Commission members approved the Wilmington Housing Authority’s plan to issue bonds worth $23.5 million for Starway Village I and $13.6 million for Starway Village II. The proceeds would be loaned to Starway Village to buy, build and equip low-income, multifamily rental housing. Starway Village I includes 176 units and II includes 102. Both developments include units for disabled, homeless, or mobility-impaired people.
Then, the WHA is asking to loan the $20 million in bond proceeds to OAHS Tidewater LLC to acquire, build and equip a 104-unit multifamily housing development called Tidewater Townhomes.
The N.C. Housing Finance Agency was approved to issue $60 million in bonds to loan to Fitch Irick Portfolio to quire, rehabilitate, and furnish 24 separate multi-family housing developments with a total of 769 units, including some in Columbus County.
Both the Housing Finance Agency request and WHA request were approved unanimously without additional discussion by the board as part of the consent agenda.
The LGC discussed a resolution that would establish guidelines for local governments to appeal the LGC’s decisions regarding late financial audits.
“Tardy reports frustrate the LGC’s ability to carry out statutory financial oversight of local governments. Among other issues, late audits could jeopardize fiscal discipline, mask misappropriations and provide an unreliable picture of revenues and expenses when making budget decisions,” an LGC announcement states.
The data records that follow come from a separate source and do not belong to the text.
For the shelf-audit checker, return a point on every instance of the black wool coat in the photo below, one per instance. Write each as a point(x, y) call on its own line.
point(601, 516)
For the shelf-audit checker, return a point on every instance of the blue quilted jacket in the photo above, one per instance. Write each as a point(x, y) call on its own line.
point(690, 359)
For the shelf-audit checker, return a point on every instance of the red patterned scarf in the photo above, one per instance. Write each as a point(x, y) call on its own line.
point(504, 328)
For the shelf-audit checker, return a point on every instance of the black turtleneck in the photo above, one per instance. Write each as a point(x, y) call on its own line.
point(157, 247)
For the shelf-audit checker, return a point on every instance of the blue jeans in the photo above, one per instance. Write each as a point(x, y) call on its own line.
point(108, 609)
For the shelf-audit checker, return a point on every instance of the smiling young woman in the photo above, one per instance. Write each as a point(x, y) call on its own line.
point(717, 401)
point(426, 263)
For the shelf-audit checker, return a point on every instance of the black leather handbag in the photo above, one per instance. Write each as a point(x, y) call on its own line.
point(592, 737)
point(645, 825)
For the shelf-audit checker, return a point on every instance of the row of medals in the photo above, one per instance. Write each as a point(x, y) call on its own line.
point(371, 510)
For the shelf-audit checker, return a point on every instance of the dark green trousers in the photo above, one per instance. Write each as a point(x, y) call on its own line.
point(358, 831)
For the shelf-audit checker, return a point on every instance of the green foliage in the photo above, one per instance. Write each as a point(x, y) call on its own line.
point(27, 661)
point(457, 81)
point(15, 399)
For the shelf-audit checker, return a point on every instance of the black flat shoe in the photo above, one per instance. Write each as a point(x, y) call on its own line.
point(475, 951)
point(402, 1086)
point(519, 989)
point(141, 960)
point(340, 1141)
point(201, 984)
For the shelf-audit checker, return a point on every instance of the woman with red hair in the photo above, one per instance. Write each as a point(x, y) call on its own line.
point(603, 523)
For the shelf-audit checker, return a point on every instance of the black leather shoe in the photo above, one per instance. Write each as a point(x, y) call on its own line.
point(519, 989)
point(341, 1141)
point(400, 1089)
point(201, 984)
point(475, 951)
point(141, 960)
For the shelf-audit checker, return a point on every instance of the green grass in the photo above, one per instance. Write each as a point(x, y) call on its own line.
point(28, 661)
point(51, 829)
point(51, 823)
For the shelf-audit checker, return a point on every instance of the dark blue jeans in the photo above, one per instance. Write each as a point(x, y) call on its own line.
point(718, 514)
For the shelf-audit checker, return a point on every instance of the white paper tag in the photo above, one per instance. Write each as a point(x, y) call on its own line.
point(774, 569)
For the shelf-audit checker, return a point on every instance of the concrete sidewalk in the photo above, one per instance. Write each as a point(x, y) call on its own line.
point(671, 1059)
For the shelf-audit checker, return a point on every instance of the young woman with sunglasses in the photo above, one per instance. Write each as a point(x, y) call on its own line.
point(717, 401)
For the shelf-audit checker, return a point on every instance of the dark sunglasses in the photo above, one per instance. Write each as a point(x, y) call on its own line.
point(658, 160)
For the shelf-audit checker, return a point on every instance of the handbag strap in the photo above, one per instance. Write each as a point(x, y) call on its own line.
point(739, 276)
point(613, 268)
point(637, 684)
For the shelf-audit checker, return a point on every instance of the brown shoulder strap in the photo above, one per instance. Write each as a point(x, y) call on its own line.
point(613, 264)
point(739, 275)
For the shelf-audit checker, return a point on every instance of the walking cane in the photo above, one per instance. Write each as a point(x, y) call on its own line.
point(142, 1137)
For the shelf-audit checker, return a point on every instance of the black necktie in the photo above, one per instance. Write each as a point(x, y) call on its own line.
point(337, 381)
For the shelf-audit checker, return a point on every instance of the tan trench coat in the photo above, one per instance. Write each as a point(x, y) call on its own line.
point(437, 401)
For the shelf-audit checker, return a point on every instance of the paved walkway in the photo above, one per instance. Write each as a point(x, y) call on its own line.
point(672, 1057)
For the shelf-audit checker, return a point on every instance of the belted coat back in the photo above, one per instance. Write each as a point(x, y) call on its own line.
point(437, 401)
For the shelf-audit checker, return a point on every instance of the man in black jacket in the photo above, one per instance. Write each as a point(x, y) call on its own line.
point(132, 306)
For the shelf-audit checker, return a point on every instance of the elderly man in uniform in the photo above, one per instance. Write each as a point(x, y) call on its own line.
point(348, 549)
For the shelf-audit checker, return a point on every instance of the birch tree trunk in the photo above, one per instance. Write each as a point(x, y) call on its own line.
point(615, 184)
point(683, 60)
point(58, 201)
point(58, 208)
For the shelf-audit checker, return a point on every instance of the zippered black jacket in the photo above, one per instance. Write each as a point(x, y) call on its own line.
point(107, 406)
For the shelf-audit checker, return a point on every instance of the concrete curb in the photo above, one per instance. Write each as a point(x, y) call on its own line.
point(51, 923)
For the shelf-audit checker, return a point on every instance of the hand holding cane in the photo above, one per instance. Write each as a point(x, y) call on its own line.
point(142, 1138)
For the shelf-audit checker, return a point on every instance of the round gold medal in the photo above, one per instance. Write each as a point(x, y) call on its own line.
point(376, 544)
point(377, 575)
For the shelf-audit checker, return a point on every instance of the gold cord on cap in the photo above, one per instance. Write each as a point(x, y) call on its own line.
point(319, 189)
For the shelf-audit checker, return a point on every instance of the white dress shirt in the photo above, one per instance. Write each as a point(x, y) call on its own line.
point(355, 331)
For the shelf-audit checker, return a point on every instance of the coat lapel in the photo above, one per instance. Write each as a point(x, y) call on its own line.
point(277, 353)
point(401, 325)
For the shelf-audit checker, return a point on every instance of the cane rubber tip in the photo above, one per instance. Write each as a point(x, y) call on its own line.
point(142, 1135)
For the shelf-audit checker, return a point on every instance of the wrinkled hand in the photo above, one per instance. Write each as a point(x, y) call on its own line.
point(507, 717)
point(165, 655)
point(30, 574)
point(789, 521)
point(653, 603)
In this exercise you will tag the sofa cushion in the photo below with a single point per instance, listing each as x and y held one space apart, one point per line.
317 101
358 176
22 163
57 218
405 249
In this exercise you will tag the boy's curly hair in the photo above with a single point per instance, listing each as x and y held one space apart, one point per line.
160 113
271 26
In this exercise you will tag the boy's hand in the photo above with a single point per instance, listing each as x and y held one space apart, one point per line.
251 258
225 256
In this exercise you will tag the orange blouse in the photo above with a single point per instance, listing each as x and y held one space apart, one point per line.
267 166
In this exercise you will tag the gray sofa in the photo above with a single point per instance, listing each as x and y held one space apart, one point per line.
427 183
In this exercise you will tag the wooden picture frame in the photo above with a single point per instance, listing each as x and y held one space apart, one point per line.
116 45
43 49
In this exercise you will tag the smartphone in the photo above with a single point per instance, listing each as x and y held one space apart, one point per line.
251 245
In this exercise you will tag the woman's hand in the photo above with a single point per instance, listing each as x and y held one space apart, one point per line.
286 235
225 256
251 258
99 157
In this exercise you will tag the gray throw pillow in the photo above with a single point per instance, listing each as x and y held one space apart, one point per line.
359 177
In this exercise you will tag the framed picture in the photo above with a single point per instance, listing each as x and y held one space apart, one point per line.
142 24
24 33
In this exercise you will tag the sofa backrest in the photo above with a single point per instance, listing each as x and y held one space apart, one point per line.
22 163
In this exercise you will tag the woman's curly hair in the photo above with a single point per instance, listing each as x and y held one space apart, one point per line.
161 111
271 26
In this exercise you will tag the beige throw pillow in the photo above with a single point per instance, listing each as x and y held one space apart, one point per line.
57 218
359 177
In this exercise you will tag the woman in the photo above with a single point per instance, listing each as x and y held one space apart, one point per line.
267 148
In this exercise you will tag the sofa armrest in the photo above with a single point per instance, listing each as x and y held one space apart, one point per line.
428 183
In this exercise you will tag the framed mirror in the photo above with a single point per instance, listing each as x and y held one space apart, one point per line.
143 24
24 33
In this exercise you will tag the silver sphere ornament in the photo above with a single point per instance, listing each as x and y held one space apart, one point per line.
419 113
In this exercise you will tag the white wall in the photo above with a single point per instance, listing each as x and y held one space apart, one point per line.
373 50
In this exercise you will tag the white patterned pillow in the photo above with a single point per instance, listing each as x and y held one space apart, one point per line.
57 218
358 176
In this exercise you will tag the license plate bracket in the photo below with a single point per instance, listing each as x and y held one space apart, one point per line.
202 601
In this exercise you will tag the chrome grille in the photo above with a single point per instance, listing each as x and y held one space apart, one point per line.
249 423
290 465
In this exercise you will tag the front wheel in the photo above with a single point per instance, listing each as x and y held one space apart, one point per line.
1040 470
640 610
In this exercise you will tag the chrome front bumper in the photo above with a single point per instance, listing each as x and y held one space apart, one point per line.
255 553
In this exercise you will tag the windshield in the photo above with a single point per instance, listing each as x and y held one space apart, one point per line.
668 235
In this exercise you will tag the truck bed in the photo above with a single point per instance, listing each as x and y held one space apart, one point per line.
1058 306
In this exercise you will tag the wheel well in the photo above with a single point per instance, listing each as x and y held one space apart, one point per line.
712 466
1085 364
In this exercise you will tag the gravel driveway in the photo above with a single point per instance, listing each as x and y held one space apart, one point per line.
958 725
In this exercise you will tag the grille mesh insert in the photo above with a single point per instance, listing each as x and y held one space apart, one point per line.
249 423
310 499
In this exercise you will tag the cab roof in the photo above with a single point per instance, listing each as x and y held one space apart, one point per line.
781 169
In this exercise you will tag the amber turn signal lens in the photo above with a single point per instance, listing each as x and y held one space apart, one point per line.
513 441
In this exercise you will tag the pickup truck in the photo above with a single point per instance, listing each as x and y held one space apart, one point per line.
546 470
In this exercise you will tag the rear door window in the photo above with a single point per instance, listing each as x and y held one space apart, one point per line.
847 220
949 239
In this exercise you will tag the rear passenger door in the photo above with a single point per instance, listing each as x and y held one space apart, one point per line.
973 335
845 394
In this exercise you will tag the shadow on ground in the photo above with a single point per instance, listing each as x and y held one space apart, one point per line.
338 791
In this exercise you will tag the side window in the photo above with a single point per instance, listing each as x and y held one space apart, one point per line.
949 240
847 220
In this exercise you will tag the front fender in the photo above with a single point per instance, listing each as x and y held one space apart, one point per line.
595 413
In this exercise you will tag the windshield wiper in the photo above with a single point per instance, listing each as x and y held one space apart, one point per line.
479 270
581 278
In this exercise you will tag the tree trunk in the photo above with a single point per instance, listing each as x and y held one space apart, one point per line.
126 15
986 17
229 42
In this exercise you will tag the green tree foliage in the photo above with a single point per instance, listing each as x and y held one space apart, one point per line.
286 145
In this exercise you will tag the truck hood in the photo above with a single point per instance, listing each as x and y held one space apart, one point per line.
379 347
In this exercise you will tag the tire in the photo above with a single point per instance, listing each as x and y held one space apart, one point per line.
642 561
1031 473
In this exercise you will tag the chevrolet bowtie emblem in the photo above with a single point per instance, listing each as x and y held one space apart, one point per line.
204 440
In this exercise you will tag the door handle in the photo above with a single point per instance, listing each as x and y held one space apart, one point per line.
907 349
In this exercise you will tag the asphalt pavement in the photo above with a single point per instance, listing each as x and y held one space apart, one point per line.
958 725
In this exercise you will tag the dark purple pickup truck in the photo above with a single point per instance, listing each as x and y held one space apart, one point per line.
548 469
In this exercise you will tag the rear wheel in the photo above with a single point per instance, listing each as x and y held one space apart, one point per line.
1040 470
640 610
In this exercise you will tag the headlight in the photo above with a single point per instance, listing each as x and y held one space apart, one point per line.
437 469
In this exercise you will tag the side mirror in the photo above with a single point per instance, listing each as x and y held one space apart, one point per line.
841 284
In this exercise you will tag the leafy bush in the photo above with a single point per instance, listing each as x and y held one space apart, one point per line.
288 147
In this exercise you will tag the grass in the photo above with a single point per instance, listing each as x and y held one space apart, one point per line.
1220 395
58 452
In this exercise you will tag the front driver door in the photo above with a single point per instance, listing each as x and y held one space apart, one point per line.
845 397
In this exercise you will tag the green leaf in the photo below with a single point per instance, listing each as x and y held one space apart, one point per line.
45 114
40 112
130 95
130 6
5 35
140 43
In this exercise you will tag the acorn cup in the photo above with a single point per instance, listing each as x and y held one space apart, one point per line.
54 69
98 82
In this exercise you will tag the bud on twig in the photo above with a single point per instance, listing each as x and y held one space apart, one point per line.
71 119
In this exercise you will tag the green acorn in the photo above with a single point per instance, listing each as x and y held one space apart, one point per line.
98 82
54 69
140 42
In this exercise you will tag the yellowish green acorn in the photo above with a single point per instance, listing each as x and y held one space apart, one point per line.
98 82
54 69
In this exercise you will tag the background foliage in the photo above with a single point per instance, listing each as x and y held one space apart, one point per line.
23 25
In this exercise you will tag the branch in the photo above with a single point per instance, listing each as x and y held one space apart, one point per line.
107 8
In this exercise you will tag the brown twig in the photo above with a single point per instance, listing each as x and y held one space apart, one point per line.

The goal of the resolution is to enforce the timely completion of audits by having the option to withhold a portion of sales tax revenue. The statute says that the commission sets the guidelines for a successful appeal and that if the guidelines are met, then the revenue won’t be withheld.
The resolution outlines that if a county or municipality only has one outstanding appeal, then that would be the basis for a successful appeal. In this case, the counties/municipalities would have to appear before the LGC. About 70 units of government would need to appear under current rules, and the resolution would decrease that number to around 13.
“You’re opening up the door to say there’s no penalty if you’re one year behind,” said State Auditor Beth Wood.
Wood expressed that she found that it’s too lenient given that the LGC is required to approve it if the requirement is met, saying that municipalities and counties could stay behind one year indefinitely as long as they didn’t have multiple available audits. She proposed changing the proposal to only allow the successful appeal if the late audit in question was the only late audit from the municipality or county in the past five years.
Commissioners didn’t decide to adopt the resolution, instead intending to continue the discussion with different rules at its next meeting on Dec. 5.